Standing Female Nude
Carol Ann Duffy

Six hours like this for a few francs
Belly nipple arse in the window light,
he drains the colour from me. Further to the right
Madame. And do try to be still.
I shall be represented analytically and hung
in great museums. The bourgeoisie will coo
at such an image of a river whore. They call it Art.
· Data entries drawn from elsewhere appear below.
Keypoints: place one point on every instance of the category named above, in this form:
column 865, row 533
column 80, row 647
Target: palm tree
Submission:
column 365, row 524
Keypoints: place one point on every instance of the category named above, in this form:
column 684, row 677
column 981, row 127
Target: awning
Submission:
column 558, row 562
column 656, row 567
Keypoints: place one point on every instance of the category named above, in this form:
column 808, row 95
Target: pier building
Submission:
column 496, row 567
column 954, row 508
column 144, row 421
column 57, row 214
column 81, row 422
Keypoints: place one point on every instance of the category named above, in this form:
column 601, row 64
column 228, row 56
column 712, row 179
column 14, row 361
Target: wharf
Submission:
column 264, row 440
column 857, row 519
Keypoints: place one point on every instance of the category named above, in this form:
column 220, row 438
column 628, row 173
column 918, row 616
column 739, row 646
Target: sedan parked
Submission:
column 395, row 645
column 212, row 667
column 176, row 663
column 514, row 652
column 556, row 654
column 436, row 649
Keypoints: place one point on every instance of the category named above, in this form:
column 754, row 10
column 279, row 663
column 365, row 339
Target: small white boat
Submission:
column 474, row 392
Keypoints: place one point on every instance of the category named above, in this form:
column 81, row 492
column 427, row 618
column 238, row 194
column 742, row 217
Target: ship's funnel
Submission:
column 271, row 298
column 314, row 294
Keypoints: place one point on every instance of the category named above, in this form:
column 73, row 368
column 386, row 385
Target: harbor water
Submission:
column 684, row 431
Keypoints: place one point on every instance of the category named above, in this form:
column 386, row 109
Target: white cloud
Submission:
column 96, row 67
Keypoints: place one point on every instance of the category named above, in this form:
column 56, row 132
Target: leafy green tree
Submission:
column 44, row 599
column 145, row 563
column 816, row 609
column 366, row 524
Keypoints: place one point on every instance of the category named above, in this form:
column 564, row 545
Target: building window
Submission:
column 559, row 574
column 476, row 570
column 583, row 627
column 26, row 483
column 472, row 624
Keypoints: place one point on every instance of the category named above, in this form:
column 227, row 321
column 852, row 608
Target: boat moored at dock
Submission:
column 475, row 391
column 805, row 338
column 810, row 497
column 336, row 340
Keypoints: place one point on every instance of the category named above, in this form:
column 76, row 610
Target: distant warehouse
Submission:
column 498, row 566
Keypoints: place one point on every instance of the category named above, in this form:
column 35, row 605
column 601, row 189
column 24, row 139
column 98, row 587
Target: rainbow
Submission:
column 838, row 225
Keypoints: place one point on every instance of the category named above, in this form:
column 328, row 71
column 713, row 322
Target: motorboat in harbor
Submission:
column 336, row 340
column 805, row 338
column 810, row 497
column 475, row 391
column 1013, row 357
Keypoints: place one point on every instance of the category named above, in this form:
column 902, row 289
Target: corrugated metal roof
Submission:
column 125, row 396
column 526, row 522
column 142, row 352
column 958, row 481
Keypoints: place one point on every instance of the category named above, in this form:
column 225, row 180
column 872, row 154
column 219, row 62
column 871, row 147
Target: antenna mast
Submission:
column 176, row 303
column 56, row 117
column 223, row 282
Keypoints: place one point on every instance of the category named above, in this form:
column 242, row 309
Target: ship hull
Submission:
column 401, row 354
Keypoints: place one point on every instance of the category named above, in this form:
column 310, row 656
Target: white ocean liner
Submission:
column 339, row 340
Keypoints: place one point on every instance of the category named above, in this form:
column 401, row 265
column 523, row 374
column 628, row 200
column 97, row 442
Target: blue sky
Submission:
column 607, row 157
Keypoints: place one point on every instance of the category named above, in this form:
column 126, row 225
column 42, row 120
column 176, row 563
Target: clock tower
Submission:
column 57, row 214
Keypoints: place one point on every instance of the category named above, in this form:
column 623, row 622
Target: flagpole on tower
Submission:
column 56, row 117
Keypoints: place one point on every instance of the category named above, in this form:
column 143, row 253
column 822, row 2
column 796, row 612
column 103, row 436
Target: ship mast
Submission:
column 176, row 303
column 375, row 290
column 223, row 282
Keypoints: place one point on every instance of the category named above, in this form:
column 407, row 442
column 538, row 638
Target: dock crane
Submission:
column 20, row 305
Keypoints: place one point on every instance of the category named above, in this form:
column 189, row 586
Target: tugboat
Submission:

Maybe. He is concerned with volume and space,
I with the next meal. You’re getting thin,
Madame, this is not good. My breasts hang
slightly low, the studio is cold. In the tea leaves
I can see the Queen of England gazing
on my shape. Magnificent, she murmurs,
moving on. It makes me laugh. His name

is Georges. They tell me he’s a genius.
There are times he does not concentrate
and stiffens for my warmth.
He possesses me on a canvas, as he dips the brush
repeatedly into the paint. Little man,
you’ve not the money for arts I sell.
Both poor, we make our living how we can.

I ask him, Why do you do this? Because
I have to. There’s no choice. Don’t talk.
My smile confuses him. These artists
take themselves too seriously. At night, I fill myself
with wine and dance around the bars. When it’s finished,
he shows me proudly, lights a cigarette. I say
Twelve francs. And get my shawl. It does not look like me.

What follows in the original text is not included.